An Introduction to the Enneagram
The Enneagram (pronounced any-a-gram) figure is a circle inscribed by nine points. In Greek, ennea means nine and gramma means point. Each point portrays a distinctive personality style that has its own way of viewing, construing, and responding to people and events. Each style has both adaptive or resourceful and non-adaptive or non-resourceful cognitive, emotional, and behavioral strategies for self-maintenance and enhancement, for interpersonal relating, and for problem solving.
This array can be compared to a wheel of colors. If you shine light into a prism, it fans out into a spectrum of the basic colors. Following this metaphor, every person contains all the hues of the spectrum although one color particularly stands out or characterizes each individual. From a psychological perspective, human nature is expressed in nine natural fundamental ways; from a philosophical viewpoint, being is disclosed through nine essential characteristics; from a spiritual point of view, divinity descends and shows itself through nine earthly manifestations.

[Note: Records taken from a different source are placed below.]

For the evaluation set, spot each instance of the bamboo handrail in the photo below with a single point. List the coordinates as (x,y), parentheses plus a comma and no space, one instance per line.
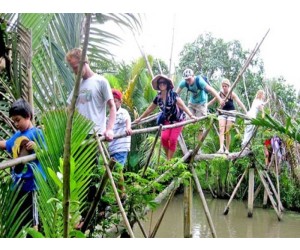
(127,224)
(246,65)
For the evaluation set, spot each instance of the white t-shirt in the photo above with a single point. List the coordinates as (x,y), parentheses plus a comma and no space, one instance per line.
(121,144)
(94,93)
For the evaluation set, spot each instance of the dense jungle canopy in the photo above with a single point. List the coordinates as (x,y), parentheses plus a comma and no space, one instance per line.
(33,66)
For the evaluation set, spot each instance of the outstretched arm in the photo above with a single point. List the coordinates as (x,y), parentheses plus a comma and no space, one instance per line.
(108,133)
(182,106)
(3,145)
(178,90)
(216,96)
(148,111)
(238,101)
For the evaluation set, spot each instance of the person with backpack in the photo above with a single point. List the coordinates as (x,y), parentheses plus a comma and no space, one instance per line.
(273,145)
(119,148)
(226,121)
(199,88)
(172,109)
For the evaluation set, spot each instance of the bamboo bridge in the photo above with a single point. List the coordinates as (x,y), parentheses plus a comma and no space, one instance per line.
(189,156)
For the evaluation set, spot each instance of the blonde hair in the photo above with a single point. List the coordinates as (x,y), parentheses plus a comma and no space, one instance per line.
(226,81)
(76,53)
(259,94)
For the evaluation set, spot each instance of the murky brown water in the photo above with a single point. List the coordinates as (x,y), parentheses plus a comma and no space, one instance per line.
(236,224)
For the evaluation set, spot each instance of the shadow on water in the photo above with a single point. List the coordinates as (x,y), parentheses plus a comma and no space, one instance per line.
(236,224)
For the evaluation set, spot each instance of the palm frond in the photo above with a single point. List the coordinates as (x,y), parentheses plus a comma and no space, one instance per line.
(83,158)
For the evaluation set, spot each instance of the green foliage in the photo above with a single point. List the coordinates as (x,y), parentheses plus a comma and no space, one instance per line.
(50,192)
(289,191)
(9,206)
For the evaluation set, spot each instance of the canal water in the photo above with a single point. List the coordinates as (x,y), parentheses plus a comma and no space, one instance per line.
(236,224)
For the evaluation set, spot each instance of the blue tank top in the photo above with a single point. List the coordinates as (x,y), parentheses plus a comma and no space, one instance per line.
(229,103)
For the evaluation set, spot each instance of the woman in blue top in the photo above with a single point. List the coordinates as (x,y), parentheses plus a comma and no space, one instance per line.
(173,107)
(20,144)
(226,121)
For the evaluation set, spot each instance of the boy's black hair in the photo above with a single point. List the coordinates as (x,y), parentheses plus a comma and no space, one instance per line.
(22,108)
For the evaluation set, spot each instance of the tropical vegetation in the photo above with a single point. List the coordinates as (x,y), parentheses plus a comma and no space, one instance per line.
(33,67)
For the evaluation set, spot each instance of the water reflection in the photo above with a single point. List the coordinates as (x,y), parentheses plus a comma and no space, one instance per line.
(236,224)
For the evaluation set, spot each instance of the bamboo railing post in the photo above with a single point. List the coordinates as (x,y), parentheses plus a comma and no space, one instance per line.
(97,197)
(152,149)
(152,235)
(279,216)
(187,209)
(67,139)
(234,192)
(127,224)
(246,65)
(139,223)
(280,207)
(277,180)
(202,197)
(251,191)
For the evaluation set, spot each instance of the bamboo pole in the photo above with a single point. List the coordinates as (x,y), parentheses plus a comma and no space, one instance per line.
(250,192)
(234,192)
(187,209)
(67,144)
(29,75)
(151,151)
(127,224)
(23,159)
(97,197)
(246,65)
(152,235)
(279,216)
(172,45)
(139,223)
(145,56)
(277,181)
(202,197)
(280,206)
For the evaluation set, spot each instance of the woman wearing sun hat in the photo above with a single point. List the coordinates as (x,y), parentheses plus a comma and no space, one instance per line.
(173,108)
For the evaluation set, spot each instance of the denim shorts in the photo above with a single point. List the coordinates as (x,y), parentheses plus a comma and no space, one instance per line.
(120,157)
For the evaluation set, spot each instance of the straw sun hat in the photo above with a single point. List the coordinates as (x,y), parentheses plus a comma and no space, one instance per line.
(159,77)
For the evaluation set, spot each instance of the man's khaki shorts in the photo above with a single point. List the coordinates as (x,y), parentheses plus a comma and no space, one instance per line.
(198,110)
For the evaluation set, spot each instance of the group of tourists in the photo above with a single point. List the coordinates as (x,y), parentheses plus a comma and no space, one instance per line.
(96,95)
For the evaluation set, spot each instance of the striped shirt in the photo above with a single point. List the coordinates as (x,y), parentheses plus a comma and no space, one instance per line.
(120,144)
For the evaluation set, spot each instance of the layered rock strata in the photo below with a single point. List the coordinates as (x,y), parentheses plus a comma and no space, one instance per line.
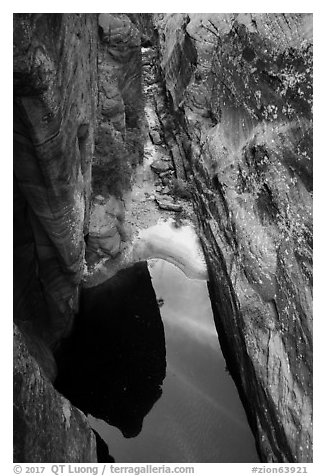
(55,95)
(55,91)
(245,109)
(47,428)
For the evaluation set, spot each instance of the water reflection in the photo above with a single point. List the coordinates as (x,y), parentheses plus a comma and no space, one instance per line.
(113,364)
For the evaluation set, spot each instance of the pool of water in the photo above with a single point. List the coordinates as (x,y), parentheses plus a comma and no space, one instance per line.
(199,416)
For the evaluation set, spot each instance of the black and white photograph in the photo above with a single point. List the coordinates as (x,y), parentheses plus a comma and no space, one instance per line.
(162,239)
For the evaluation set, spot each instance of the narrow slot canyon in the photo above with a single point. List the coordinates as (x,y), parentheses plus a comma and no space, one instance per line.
(163,238)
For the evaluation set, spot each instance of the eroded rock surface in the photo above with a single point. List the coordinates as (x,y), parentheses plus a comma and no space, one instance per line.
(55,91)
(245,107)
(48,429)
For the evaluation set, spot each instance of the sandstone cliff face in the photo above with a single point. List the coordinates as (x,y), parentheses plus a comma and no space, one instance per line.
(48,429)
(244,105)
(55,92)
(119,134)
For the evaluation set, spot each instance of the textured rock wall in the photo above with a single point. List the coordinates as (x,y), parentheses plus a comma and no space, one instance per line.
(119,142)
(119,133)
(47,428)
(244,114)
(55,93)
(55,96)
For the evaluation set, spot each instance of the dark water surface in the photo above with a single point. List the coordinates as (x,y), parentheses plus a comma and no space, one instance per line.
(199,417)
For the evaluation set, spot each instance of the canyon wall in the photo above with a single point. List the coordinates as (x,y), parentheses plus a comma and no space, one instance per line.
(236,116)
(239,92)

Within all of us, there are certain universal qualities that express the essence of the human person. We prize these essential characteristics as values and strive to realize them in ourselves and in the world. These principles, such as goodness, truth, and compassion, have an adaptive function whereby if we follow them, we will have an objective vision toward ourselves and others, using adaptive cognitive schemas, and we will live in a virtuous state of being with adaptive emotional schemas.
If our values and visions are threatened or discounted, we experience vulnerability and may develop a personality strategy to protect our sensibilities and to compensate for characteristics in our selves we fear might be lacking. This personality is usually an overly exaggerated expression of some valued quality of our true person. It attempts to defend and maintain our self in the face of our critics, to appease them, to gain their attention and approval, to win them over to our side, or to defeat them. Personality relies on repetitive thought, feeling, and behavioral patterns giving us a distorted subjective vision with maladaptive cognitive schemas that are driven by maladaptive emotional schemas or vices.
When we are functioning from our natural person, our values and vision are clear and our problem-solving capacities are optimal. When we operate from the strategies of our personality, our values are conflicted, our vision is narrow and opaque, and our actions are impulsive, compulsive, scattered, and less effective.
The Enneagram is a useful tool for understanding both the “upside” and “downside” of our personality styles.